Tensors have a function: register_hook.
register_hook ( hook )[SOURCE]

Registers a backward hook.

The description says that everytime a gradient with respect to the tensor is computed the hook will be called.

My question: what are hooks used for?

Kind regards,


You could pass a function as the hook to register_hook, which will be called every time the gradient is calculated.
This might be useful for debugging purposes, e.g. just printing the gradient or its statistics, or you could of course manipulate the gradient in a custom way, e.g. normalizing it somehow etc.


Is it only used for reporting by the user, or is it also used internally by the back-propagation algorithm?

1 Like

If you manipulate the gradients, the optimizer will use these new custom gradients to update the parameters, so the latter would be true.


I see thanks.

Are they also used if I call backward() on a tensor?

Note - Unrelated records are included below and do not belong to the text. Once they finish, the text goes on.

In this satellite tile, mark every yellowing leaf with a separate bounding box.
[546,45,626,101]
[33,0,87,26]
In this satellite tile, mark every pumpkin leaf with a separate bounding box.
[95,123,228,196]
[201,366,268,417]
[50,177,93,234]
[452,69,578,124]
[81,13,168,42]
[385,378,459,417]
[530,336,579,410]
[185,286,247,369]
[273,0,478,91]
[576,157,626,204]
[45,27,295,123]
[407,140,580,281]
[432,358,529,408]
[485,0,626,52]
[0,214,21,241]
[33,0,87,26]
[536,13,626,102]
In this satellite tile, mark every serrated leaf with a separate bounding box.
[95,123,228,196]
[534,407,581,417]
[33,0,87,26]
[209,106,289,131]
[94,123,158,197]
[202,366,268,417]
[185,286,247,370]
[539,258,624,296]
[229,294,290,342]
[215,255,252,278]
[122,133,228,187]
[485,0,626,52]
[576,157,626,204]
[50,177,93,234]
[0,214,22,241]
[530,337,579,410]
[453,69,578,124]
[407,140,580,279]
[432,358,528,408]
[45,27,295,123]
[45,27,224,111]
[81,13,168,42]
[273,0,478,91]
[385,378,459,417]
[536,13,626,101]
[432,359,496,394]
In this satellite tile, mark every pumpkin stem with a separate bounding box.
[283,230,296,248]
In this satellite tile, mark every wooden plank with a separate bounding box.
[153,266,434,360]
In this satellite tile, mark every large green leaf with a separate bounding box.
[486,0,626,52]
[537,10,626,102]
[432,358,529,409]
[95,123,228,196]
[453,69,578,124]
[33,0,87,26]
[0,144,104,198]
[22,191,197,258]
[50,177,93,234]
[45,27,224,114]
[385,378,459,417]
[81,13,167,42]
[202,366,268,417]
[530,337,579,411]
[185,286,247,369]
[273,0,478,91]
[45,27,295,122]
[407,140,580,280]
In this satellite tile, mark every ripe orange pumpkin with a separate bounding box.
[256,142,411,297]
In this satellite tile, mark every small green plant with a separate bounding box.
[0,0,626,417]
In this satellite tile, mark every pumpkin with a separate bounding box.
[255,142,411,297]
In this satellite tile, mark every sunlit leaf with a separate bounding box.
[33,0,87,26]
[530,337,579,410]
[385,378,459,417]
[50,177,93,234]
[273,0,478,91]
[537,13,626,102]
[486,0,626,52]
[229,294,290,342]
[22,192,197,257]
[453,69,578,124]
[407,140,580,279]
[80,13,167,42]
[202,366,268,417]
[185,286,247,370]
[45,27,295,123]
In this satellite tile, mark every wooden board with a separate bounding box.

Yes, here is a small example:

x = torch.randn(1, 1)
w = torch.randn(1, 1, requires_grad=True)
w.register_hook(lambda x: print(x))
y = torch.randn(1, 1)

out = x * w
loss = (out - y)**2
loss.register_hook(lambda x: print(x))
loss.mean().backward(gradient=torch.tensor([0.1]))  # prints the gradient in w and loss

Can we pass any parameters of our own to this “hook” function? i mean multiple parameters

Yes, you could pass more parameters to the lambda call:

# same script as above
my_param = "lala"
loss.register_hook(lambda x, my_param=my_param: print(my_param, x))

@ptrblck I was wondering if it is possible to set requires_grad = True for the registered hooks.
More specifically, I am registering hooks for a recurrent network and want to know the gradients of the gradients (second derivative) i.e. Second derivate of the loss w.r.t. each hidden state.
I could not find a method to do this directly.